I’ve tracked one food group on the plate that I had for dinner. Think about tall the food groups on the plate and every single meal you have eaten up to this moment of your life. That’s food. What about things? Try tracking the lineage of one thing. You begin to realize that nobody in the grand scheme of things is any more important than anyone else. And we are all in it together helping one another along. Most people do not think in these terms. I would say it is one of many reasons why there are so many narcissists and ego driven people in the world. As a result end up exploiting others for their gain knowing that they can get away with it. A person picking the broccoli to bring to the supermarket is as important as a CEO of a company. The only difference, the CEOs wrote the narrative in their favor.
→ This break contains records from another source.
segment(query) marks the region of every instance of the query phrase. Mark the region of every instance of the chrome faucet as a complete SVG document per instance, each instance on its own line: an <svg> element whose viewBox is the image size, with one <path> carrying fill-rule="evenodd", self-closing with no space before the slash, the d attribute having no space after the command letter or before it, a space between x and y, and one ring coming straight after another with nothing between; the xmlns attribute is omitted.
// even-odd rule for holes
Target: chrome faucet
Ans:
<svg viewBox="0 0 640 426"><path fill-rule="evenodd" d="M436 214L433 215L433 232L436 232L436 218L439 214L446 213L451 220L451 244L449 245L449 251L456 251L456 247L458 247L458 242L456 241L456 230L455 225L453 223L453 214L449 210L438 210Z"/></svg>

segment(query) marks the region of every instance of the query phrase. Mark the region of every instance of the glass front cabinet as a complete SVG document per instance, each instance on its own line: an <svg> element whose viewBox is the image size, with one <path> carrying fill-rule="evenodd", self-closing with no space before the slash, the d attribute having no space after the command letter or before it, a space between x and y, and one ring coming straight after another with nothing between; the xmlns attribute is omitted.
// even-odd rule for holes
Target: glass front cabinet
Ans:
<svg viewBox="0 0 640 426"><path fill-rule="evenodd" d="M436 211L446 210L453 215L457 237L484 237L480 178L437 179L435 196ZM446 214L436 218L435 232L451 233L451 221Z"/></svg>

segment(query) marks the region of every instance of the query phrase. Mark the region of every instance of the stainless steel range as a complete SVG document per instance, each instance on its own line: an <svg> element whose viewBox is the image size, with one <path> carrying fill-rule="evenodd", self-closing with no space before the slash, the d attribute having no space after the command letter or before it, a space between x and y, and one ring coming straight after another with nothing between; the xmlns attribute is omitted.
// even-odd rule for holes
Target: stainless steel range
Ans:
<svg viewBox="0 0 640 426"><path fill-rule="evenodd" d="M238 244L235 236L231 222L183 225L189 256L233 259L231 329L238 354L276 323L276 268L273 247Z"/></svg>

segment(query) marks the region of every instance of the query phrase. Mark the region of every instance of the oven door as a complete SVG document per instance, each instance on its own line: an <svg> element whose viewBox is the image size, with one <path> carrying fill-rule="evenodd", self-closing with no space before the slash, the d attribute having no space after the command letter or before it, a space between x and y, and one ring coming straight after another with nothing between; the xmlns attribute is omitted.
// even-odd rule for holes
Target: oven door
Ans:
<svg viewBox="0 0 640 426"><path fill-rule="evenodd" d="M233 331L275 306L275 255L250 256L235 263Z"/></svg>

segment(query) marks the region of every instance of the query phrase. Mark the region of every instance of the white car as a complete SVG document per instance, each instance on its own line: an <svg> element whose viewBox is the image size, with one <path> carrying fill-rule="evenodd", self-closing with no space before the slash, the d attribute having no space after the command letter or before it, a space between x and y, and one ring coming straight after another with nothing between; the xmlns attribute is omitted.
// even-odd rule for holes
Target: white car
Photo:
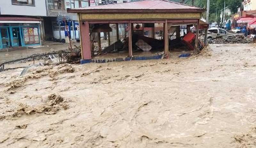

Now I do not go around tracking the lineage of every item I come across. It is humbling knowing the truth that I have never done anything on my own and I am not important.

This brings me to the next point. What we do is not important. Yet, it is important we do it to the best of our ability with the fullest attention to mind and heart. Knowing we did the best we could makes the outcome less important. Putting so much attachment to being important both defines us and reinforces our story. What happens if a situation like a job changes? Because we were so wrapped up in the job we lose the story line and become lost. This is in large part the cause of depression, disease and the unwillingness for people to change. You can hear it in individuals if you pay attention to the words they choose and how they say it. You can hear it coming from that place of ego. It’s what I call the voice of attachment. Knowing that our true place in the world is on level par with everyone else, then it does not matter what happens. We are here to support one another. We cannot hold on to what defines us because it will change. We may mourn the change for a bit and then move on knowing something else will come along. And there will be others there to support you.